Silver acknowledges the big Democratic win in NY-26 in May, a +17 swing from the p.v.i., noting that Obama’s approvals were much higher then, along with the less impressive Democratic July win in CA-36, where Dems underperformed in p.v.i. terms. He averages the four special congressional elections of 2011 and finds a score of R+7 and concludes that “Democrats may still be locked in a 2010-type political environment.”
Worse, Silver adds that special elections have a “statistically significant correlation to the outcome of the next general election,” although “…the relationship is weak and frequently runs in the wrong direction, as it did in 2010.” He points out that special elections are weak measures of anti-incumbent sentiment, since there are no incumbents on the ballot. He also notes that polls indicate Dems are “roughly tied” with the GOP in therms of the generic ballot polls for House races.
Silver concludes “Nevertheless, these are waves that portend trouble…At the very minimum, they imply a reduction in the odds that after three consecutive “wave” elections, 2012 will show a tidal shift back toward Democrats.”

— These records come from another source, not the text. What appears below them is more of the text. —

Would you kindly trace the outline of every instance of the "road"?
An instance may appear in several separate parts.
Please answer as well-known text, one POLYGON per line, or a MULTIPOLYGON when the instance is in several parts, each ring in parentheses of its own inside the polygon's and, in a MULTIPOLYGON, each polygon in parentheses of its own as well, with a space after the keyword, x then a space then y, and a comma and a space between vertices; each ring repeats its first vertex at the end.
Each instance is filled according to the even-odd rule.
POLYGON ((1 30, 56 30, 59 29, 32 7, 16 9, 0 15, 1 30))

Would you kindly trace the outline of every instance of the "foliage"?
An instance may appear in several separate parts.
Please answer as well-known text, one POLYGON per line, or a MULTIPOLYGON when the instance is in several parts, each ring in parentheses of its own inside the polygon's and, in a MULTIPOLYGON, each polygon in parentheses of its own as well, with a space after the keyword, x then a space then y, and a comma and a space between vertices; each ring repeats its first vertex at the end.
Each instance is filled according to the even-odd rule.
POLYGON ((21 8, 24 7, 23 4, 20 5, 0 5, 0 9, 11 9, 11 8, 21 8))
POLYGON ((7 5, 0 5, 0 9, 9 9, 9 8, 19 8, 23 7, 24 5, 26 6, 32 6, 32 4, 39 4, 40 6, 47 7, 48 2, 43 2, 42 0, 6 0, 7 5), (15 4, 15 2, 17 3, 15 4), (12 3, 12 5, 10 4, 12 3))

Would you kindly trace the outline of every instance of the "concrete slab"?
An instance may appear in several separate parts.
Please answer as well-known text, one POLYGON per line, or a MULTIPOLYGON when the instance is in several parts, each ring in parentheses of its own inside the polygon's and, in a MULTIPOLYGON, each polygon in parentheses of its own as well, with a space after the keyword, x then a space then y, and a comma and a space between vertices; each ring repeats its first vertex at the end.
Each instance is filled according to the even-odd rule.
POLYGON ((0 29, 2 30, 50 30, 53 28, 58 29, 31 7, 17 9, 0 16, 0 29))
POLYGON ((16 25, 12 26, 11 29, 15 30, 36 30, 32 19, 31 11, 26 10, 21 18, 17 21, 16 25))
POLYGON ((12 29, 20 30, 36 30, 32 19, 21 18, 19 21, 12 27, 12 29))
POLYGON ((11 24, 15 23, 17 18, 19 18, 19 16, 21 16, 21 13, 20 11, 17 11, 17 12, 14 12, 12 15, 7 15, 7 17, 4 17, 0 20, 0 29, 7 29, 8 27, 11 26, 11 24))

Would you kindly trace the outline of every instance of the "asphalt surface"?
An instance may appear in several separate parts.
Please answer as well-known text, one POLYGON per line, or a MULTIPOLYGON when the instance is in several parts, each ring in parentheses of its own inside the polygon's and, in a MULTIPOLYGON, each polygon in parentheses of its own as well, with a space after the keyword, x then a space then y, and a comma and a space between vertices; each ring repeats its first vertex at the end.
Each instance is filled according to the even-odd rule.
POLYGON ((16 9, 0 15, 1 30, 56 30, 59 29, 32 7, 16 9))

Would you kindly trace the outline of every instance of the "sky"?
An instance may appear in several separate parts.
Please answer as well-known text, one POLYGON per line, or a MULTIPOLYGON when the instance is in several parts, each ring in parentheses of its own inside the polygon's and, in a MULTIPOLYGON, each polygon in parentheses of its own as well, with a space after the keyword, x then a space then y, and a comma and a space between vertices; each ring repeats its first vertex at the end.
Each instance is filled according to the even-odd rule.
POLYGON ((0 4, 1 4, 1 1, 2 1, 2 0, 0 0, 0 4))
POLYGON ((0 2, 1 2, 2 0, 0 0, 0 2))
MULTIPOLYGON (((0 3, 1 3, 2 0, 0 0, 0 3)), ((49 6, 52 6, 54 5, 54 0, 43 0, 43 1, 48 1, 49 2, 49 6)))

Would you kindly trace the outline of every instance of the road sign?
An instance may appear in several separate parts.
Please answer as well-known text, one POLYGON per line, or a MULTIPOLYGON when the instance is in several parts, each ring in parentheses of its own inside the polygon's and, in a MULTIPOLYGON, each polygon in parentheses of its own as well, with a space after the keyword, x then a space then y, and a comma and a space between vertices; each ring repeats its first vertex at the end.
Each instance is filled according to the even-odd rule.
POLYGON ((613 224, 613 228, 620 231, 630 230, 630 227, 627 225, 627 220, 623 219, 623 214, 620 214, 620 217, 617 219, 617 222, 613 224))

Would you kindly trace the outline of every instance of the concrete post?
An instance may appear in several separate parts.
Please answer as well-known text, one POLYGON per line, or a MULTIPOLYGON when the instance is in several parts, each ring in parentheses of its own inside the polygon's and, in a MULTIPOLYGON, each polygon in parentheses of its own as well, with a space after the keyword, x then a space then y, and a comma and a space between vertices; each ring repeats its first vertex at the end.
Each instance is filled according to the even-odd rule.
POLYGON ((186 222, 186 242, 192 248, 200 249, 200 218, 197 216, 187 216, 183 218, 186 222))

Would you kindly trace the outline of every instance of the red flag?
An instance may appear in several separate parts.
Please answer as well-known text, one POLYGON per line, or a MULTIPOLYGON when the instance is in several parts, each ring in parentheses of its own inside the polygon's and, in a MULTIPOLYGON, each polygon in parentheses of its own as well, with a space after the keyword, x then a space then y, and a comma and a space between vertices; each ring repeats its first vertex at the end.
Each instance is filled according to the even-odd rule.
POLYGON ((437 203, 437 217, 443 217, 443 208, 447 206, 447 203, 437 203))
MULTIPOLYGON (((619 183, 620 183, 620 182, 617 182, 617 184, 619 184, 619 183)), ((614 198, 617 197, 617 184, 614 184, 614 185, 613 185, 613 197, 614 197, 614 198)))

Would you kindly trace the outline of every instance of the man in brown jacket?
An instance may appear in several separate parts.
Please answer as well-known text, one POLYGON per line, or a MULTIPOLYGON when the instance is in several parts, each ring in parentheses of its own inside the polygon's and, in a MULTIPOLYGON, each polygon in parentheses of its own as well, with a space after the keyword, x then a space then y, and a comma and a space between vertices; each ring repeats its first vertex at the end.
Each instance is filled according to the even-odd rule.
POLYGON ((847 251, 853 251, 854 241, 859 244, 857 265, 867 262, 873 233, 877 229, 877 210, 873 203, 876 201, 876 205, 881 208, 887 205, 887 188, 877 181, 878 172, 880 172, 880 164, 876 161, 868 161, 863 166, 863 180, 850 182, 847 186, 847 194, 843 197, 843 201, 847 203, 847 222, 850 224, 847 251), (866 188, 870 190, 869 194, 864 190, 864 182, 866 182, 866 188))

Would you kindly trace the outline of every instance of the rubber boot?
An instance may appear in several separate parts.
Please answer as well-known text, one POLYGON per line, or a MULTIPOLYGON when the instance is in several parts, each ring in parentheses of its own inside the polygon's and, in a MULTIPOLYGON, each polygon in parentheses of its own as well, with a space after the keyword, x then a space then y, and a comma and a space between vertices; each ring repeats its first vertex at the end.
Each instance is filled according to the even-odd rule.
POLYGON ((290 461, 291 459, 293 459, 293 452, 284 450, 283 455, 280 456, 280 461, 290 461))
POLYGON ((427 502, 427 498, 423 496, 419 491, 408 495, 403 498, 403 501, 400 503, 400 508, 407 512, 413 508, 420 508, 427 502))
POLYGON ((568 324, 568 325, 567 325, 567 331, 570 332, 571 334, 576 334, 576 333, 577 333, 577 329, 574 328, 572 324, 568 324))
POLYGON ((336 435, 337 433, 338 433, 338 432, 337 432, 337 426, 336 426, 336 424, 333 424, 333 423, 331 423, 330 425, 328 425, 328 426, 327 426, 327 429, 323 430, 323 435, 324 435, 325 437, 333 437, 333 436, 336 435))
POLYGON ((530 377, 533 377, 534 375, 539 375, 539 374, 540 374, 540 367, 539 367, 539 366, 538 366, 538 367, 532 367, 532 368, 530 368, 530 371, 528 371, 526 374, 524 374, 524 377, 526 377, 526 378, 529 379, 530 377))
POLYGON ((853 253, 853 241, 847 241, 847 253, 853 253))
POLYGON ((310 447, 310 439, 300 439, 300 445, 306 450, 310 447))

A more optimistic analysis for Dems would point out that Dems are 2 and 2 in 2011 special elections. There are 13+ months left and, if the economy begins to turn around faster than expected, all bets are off. Nonetheless, as Silver makes clear, the possibility of a broad rout of Democratic candidates is a very real concern, and President Obama will have to campaign harder and smarter to prevent it.